Without huge amount (if not "infinite data"), having a very complex model may lead over fitting. In addition, with a deep neural network, we lose the power of "explaining things / interpolation". 
In addition, here is a slide of "basic recipe for machine learning" by Andrew Ng. Note, we need bigger network when the model is not able to handle existing training data. With relative limited training data in other fields, not-so-big network (if not classical linear methods) is sufficient.

A: This is obviously a question for a detailed discussion, but here is the simplest answer I can come up with.
The reason that neural networks are a good model for complicated tasks like modelling high-level tasks like image understanding is that they are universal approximators; Put very blantly, you can approximate any function with a network with sufficient capacity. 
However, this is only true in theory: In practice, the search space of the opimization problem is so huge, that actually getting to a good solution is very  difficult (this is essentially the expected "no free lunch" result). 
Most of the success of deep learning in the last few years have been around making the optimization easier to solve. Generally, there are two approaches to doing this:
The first approach is just to "hand craft" optimization procedures that work well for the types of functions we usually want to estimate in DL (typically, high-dimensional and very non-convex).
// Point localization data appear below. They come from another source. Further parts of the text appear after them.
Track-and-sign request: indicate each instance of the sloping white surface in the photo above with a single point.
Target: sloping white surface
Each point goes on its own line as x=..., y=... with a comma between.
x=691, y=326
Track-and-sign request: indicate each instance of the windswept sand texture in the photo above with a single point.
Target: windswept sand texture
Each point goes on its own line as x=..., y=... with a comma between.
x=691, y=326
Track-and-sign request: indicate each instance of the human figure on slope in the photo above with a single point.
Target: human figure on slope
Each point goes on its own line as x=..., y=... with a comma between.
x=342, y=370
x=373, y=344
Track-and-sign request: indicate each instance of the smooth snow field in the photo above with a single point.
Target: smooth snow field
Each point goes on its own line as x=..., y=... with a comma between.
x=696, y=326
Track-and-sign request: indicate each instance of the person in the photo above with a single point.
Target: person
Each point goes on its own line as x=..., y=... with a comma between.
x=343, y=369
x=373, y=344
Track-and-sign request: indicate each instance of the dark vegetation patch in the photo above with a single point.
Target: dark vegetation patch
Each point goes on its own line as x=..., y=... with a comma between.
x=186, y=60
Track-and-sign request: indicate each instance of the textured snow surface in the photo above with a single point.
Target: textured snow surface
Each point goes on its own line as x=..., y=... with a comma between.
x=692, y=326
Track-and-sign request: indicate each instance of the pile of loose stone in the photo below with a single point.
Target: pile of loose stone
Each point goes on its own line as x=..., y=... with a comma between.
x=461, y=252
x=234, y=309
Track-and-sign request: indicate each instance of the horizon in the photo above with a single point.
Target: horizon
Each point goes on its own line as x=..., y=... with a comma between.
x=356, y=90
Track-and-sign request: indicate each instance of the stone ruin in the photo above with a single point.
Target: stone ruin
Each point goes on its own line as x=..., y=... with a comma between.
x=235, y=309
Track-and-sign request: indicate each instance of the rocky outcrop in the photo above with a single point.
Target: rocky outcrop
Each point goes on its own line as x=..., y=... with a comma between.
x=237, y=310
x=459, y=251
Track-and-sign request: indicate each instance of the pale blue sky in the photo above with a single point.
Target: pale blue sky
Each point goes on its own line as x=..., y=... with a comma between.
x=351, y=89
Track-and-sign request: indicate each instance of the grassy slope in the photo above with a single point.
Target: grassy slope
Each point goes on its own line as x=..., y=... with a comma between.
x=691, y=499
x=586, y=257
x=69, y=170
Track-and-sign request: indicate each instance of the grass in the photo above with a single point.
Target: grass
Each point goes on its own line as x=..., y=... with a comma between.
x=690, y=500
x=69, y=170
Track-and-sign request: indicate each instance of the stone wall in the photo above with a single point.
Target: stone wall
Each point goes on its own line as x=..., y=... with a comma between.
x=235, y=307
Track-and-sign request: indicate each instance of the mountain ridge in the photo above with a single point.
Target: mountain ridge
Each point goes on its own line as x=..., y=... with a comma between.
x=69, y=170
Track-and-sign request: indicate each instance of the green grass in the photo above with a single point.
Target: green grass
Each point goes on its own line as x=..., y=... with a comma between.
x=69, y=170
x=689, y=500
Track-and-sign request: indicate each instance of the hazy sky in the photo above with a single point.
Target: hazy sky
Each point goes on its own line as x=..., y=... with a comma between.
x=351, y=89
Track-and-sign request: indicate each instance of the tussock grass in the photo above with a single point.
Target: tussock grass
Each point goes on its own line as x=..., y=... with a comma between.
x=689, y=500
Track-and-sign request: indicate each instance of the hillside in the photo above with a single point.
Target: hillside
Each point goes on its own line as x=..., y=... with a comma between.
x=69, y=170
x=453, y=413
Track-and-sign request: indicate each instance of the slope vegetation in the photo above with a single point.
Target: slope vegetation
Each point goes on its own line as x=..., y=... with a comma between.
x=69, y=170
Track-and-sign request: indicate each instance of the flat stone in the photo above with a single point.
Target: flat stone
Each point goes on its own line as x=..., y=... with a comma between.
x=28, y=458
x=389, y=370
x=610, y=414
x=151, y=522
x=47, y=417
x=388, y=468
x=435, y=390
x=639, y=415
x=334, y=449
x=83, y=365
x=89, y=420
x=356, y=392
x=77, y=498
There are numerous examples, from dropout to different variants of gradient descent methods. 
The second approach is to incorproate some structure into the network's design. Essentially, translate some real-world knowledge you have about the problem you're trying to solve, in order to make the search space (hypothesis class) significantly smaller. 
I claim that while the first approach is undoubtedly useful and important, it's not enough. Hence, the reason that most of the "success stories" in Deep Learning are in the field of computer vision and speech recognition is that in this field scientists have been able to impose the "correct" type of structure - namely, convolutional architectures. By "correct", I mean that convolutional models are significantly simpler models (much fewer parameters), but we do not lose anything in the sense that we can still express the sort of functions we see in natural images and natural audio. 
I believe that the right way of using  domain knowledge from other fields - economics,  biology - to simplify the search space of neural networks is still an open question. Progress on that will definitely lead to some nice results like the ones we have in vision.